The Supreme Court in Kotak Mahindra Bank Pvt. Ltd. Versus Ambuj A. Kasliwal & Ors., dated 16.02.21 reiterated that “It is noticed that this Court while considering an analogous   provision contained in Section 18 of the Securitisation and Reconstruction of Financial Assets and Enforcement   of   Security Interest Act, 2002 (‘SARFAESI’ for short) relating to pre­deposit in order to avail the remedy of appeal has expressed a similar opinion in  the  case of Narayan Chandra Ghosh vs. UCO Bank and Others (2011) 4 SCC 548, which reads as hereunder: ­

  1. Section 18(1) of the Act confers a statutory right on a person aggrieved by any order made by the Debts Recovery Tribunal under Section   17 of   the   Act   to   prefer   an appeal to the Appellate Tribunal.  However, the right conferred under Section 18(1) is subject to the condition laid   down in the second proviso thereto. The second proviso postulates that   no appeal shall be entertained unless the borrower has deposited with the   Appellate Tribunal fifty percent of the amount of debt due from him, as claimed by the secured creditors or determined by the Debts Recovery Tribunal, whichever is less. However, under the third proviso to the   sub­section, the Appellate Tribunal has the power to reduce the amount, for the reasons to be recorded in writing, to not less than twenty­five percent of the debt, referred to in the second proviso.

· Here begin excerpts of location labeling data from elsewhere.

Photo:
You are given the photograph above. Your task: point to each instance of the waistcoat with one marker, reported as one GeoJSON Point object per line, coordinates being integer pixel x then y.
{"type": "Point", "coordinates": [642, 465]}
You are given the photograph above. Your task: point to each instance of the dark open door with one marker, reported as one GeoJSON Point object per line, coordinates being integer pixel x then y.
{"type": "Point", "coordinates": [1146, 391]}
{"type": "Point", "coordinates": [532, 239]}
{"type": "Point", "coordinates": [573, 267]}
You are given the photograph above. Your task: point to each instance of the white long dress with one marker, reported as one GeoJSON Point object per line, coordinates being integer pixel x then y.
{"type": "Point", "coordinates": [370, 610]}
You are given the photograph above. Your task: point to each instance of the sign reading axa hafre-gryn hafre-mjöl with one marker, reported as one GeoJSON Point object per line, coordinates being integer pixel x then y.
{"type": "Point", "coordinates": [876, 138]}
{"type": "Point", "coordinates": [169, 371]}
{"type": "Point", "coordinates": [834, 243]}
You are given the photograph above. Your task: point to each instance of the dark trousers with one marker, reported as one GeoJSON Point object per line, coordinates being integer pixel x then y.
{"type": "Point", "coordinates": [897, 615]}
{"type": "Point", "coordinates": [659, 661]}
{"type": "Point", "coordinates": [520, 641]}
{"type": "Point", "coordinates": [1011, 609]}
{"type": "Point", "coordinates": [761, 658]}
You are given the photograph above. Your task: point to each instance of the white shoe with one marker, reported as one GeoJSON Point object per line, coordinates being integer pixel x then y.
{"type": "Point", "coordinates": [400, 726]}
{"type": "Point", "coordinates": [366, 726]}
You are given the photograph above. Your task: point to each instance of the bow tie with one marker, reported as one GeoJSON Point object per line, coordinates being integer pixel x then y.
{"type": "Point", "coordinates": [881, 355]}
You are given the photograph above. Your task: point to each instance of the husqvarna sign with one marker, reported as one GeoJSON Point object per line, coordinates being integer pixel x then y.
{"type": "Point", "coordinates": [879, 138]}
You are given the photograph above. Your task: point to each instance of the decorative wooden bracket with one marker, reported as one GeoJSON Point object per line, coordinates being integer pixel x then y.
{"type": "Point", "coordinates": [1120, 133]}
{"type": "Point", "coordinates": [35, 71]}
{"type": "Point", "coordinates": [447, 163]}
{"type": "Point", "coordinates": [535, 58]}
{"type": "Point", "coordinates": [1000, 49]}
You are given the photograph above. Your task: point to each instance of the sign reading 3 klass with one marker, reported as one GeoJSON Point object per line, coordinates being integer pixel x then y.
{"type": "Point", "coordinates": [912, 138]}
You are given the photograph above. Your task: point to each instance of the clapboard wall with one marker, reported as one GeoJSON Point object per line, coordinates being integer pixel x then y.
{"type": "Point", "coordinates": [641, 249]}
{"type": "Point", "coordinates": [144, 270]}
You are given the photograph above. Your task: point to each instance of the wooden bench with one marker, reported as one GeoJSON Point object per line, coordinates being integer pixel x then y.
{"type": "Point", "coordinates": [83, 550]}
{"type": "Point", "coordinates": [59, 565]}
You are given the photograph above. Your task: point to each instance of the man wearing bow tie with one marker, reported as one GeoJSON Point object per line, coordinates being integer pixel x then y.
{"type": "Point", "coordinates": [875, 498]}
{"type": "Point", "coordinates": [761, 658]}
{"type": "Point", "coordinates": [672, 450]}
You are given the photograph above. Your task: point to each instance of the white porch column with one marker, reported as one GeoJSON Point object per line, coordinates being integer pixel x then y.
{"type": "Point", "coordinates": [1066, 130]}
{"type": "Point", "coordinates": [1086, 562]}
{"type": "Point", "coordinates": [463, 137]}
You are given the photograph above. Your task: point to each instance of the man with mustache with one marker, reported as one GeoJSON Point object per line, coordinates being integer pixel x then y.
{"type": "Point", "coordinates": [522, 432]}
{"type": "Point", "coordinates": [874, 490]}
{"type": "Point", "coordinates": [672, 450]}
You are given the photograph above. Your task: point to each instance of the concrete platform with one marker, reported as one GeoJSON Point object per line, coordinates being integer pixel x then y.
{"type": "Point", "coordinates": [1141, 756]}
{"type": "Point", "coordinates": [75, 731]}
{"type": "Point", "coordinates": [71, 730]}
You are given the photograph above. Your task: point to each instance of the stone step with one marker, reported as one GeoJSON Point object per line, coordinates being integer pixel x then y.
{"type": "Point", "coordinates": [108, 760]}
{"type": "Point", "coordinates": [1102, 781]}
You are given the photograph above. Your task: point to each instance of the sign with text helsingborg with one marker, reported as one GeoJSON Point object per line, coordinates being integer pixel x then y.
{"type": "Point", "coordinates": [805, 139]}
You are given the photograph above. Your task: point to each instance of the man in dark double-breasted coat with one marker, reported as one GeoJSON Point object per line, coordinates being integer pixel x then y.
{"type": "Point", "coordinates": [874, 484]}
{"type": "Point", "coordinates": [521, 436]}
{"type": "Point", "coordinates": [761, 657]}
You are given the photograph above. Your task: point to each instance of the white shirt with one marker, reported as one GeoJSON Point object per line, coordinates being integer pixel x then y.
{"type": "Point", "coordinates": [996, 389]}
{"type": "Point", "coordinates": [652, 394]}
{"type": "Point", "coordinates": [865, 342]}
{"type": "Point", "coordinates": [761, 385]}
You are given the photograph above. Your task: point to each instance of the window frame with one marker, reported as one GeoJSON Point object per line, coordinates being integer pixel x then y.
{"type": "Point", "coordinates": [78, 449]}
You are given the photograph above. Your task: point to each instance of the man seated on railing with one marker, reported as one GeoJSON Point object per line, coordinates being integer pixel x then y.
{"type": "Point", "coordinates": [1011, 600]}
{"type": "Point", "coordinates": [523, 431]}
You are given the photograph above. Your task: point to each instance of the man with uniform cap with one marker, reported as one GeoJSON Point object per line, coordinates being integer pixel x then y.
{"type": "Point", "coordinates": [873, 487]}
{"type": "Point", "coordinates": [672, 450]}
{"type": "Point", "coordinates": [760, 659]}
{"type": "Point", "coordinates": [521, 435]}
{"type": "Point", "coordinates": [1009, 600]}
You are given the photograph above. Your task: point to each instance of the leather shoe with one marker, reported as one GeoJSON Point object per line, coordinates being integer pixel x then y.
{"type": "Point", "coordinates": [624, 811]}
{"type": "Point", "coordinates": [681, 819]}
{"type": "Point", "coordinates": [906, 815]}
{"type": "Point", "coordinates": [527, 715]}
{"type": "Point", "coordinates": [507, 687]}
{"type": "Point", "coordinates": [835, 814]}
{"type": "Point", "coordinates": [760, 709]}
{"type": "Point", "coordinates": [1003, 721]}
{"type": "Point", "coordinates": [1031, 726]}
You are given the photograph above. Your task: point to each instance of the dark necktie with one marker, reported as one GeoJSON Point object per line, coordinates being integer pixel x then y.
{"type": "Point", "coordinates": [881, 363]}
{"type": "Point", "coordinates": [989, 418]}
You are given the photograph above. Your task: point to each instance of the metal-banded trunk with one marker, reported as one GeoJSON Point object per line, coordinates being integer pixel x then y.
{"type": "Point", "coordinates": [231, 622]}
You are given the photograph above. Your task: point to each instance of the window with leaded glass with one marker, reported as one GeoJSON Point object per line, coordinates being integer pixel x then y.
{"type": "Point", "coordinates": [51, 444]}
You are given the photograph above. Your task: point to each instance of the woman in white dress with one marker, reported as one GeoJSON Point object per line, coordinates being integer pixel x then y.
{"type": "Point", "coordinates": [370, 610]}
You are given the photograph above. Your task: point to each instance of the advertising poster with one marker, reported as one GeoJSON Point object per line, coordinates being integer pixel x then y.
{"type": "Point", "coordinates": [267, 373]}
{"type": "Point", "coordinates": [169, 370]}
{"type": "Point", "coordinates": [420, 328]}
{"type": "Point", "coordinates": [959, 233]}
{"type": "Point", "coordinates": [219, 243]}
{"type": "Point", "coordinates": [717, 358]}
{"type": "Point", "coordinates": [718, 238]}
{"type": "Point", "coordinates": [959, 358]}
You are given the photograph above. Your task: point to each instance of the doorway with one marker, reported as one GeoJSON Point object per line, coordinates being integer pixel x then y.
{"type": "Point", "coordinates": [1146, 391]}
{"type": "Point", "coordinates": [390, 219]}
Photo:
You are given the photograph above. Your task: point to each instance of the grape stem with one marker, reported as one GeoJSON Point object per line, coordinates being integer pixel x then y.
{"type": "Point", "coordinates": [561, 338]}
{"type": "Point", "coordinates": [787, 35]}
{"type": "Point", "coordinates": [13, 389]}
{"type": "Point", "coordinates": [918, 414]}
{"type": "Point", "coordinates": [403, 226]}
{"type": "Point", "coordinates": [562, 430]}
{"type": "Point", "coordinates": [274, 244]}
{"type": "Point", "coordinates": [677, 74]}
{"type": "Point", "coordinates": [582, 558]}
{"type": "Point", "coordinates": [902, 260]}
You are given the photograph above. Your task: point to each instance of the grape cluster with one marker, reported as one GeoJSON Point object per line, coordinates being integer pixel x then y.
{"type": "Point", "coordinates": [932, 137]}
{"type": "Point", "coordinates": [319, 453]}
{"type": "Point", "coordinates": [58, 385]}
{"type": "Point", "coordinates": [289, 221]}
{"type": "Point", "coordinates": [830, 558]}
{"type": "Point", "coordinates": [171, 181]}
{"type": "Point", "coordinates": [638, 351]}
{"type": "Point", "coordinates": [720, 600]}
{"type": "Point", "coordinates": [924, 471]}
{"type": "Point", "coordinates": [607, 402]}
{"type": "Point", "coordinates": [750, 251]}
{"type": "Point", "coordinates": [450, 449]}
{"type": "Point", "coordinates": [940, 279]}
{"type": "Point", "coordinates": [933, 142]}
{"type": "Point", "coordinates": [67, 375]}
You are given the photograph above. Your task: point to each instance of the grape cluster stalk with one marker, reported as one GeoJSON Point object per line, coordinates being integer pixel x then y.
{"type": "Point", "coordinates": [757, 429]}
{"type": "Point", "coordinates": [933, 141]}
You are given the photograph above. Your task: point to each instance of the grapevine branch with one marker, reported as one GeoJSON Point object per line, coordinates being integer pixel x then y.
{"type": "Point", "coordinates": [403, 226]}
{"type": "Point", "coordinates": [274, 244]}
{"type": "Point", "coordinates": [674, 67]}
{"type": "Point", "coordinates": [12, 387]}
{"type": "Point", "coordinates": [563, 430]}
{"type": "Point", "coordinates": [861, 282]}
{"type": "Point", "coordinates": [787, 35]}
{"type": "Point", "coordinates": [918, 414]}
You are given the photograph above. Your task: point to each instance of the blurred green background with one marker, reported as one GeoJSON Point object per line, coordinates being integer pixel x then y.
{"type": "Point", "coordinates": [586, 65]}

Thus, there is an absolute bar to entertainment of an appeal under Section 18 of the Act unless the condition precedent, as stipulated, is fulfilled. Unless the borrower makes, with the Appellate Tribunal, a pre-deposit of fifty per cent of the debt due from him or determined, an appeal under the said provision cannot be entertained by the Appellate Tribunal. The language of the said proviso is clear and admits of no ambiguity.

  1. It is well­settled that when a Statute confers a right of appeal, while granting the right, the Legislature can impose conditions for the exercise of such right, so long as the conditions are not so onerous as to amount to unreasonable restrictions, rendering the right almost illusory. Bearing in mind the object of the Act, the conditions hedged in the said proviso cannot be said to be onerous. Thus, we hold that the requirement of   pre­deposit under sub­section (1) of Section 18 of the Act is mandatory   and there is no reason whatsoever for not giving full effect to the   provisions contained in Section 18 of the Act. In that view of the matter, no court, much less the Appellate Tribunal, a creature of the Act itself, can refuse to give full effect to the provisions of the Statute. We have no hesitation in holding that deposit under the second proviso to Section 18(1) of the Act being a condition precedent for preferring an appeal under the said Section, the Appellate Tribunal had erred in law in entertaining the   appeal without directing the appellant to comply with the said mandatory requirement.”